12 Eylül darbesi döneminde 14 yaşında bir çocuk olduğunu, babasının siyasi şubede görevli polis memuru olduğunu söyleyen Özşengül, "12 Eylül darbesini yaşadım. İşkenceleri görmüştüm. Babam benim polis memuruydu. Siyasi Şube de görevliydi. Benim babam işkenceci bir polisti maalesef. Ama normalde şeker gibi bir insandı, çok severdim. Ama o sorgu odasına girdiği zaman bam başka bir insan oluyordu, bir canavar oluyordu. Ben insanlara elektrik verildiğini, Filistin askısı yapıldığını gördüm. Elektrik verilen insanın çıkardığı sesi size tarif edemem, o bir bağırma değil, çığlık değil, bambaşka bir şeydir. Onlara nasıl sopa atıldığını, günlerce nasıl haber alınamadığını biliyordum. Babamla bir kaç kez tartıştım, 'niye yapıyorsun' dedim. Bana, 'oğlum görevim' diyordu. O zaman öyle görevlendirmişlerdi" dedi.
Özşengül, "Bir darbe sonrasında askeri yönetim içinde memlekette neler olabileceğini ben yaşadım.

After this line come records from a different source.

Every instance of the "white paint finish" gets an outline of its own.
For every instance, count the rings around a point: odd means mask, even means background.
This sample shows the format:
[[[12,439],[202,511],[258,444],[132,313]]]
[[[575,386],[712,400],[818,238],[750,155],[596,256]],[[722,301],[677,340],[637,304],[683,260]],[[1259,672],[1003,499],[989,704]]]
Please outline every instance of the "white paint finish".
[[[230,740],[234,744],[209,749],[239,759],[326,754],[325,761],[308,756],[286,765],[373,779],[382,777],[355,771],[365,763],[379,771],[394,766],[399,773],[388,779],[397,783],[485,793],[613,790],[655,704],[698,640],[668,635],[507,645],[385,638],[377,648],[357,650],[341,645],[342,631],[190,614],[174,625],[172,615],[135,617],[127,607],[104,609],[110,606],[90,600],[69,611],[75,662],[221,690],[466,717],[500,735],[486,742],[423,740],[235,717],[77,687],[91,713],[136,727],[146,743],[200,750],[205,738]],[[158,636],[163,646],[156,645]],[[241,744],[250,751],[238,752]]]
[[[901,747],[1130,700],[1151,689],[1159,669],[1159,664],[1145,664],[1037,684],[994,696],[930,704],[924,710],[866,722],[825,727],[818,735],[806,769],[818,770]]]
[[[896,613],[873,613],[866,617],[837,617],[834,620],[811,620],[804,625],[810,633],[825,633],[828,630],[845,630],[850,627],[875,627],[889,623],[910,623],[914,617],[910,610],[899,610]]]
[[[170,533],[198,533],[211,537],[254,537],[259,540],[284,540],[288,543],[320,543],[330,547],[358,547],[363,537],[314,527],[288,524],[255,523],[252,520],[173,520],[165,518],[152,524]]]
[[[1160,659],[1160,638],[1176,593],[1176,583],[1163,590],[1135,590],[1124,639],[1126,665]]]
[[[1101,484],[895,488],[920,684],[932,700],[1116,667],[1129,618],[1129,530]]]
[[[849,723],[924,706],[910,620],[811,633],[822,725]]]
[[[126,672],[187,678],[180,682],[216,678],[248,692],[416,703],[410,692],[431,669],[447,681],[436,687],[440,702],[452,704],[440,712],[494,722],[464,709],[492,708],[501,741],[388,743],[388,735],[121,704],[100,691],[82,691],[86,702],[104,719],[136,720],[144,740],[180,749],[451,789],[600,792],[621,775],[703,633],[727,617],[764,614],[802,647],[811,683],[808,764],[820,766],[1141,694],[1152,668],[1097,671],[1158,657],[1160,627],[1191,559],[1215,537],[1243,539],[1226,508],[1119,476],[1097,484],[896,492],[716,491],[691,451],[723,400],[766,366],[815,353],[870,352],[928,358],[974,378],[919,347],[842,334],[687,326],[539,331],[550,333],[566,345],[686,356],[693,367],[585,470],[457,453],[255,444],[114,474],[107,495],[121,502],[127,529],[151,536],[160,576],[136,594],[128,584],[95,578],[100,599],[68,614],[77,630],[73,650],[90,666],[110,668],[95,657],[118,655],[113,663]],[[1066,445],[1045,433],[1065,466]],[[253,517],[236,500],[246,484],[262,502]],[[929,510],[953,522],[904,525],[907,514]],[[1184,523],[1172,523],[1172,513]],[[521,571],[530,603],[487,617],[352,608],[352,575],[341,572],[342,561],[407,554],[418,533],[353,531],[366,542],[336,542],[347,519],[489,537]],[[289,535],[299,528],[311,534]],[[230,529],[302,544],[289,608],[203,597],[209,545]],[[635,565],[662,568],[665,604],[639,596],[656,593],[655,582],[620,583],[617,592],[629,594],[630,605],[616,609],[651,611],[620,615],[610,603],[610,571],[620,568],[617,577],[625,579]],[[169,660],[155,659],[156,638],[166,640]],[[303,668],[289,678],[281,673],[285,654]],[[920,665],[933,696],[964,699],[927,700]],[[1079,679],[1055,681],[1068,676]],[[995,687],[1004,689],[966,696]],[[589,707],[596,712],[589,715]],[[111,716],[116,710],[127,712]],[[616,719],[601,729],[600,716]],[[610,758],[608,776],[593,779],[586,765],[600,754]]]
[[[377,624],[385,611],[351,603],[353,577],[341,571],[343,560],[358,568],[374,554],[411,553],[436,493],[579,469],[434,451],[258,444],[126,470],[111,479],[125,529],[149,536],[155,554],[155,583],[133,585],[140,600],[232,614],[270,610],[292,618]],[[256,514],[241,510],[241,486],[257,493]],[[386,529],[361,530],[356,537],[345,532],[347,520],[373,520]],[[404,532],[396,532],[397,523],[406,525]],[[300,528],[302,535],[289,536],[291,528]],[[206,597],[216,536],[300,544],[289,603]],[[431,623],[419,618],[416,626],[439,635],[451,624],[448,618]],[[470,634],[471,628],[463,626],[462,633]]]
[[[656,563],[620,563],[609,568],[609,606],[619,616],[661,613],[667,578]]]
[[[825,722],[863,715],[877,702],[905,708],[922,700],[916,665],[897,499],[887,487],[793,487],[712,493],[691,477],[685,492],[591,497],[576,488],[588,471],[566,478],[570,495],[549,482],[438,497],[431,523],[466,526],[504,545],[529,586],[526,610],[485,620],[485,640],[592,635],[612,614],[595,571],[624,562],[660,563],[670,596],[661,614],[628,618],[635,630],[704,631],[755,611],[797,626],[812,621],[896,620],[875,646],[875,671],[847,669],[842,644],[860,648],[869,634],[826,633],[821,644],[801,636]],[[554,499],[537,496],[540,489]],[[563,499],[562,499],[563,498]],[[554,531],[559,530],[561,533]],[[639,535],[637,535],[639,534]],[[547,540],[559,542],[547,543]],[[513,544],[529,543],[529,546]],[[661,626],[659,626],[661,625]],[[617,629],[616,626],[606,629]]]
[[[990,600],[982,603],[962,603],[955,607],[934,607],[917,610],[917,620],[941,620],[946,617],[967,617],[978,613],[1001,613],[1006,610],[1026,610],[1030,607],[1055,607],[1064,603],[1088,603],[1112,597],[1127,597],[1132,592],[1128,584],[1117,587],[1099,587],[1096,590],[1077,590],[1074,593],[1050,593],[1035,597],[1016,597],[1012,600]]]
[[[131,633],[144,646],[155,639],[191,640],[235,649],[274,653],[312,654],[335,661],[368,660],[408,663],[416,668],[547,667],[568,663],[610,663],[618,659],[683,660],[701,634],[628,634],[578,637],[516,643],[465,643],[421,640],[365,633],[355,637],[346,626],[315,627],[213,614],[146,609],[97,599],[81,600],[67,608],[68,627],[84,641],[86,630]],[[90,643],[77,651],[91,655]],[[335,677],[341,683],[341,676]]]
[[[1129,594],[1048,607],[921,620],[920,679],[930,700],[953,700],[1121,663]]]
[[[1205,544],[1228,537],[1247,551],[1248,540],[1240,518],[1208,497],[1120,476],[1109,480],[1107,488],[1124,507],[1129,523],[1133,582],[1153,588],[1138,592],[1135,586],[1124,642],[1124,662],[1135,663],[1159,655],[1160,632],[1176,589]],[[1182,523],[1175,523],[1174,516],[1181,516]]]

Komşumuz Ahmet abi vadı, gitar çalardı, orkestrası vardı. Bir düğünde Aldırma Gönül türküsünü çaldığı için tutuklanmıştı, solcu diye. 3-4 sene sonra çıktı geldi. Solculukla alakası yoktu ama komünist olmuştu" diye konuştu.
Duruşmaya saat 14.00'a kadar ara verildi.
İDDİANAMEDEN
İstanbul Cumhuriyet Başsavcılığı tarafından FETÖ'nün basın ayağına yönelik yürütülen soruşturma kapsamında, aralarında gazeteci yazar Ahmet Altan, kardeşi Mehmet Altan, gazeteci Nazlı Ilıcak, Zaman Gazetesi eski Genel Müdürü Ekrem Dumanlı, Bülent Keneş, Emrullah Uslu, Tuncay Opçin, Mehmet Kamış, Osman Özsoy, Şemsettin Emre, Tibet Murat Sanlıman'ın da bulunduğu 6'sı tutuklu, 10'u firari 17 kişi hakkında iddianame düzenlenmişti.
ERDOĞAN İDDİANAMEDE SUÇTAN ZARAR GÖREN SIFATIYLA YER ALIYOR
Cumhurbaşkanı Recep Tayyip Erdoğan, Türkiye Büyük Millet Meclisi Başkanlığı ve 65. Hükümet suçtan zarar gören kişiler olarak yer verilen iddianamede, yazar Ahmet Altan, kardeşi Mehmet Altan ile gazeteci Nazlı Ilıcak hakkında, "Türkiye Büyük Millet Meclisini ortadan kaldırmaya veya görevini yapmasını engellemeye teşebbüs etme", "Türkiye Cumhuriyeti Hükümetini ortadan kaldırmaya veya görevini yapmasını engellemeye teşebbüs etme" ve "Anayasal düzeni ortadan kaldırmaya teşebbüs etme" suçlarından 3'er kez ağırlaştırılmış müebbet hapis cezası talep ediliyor. Altan kardeşler ile Ilıcak'ın söz konusu suçu FETÖ terör örgütü adına işledikleri belirtilerek, "Silahlı terör örgütüne üye olmamakla birlikte örgüt adına suç işleme" suçundan ayrıca 7 buçuk yıldan 15'er yıla kadar hapis cezası talep edildi.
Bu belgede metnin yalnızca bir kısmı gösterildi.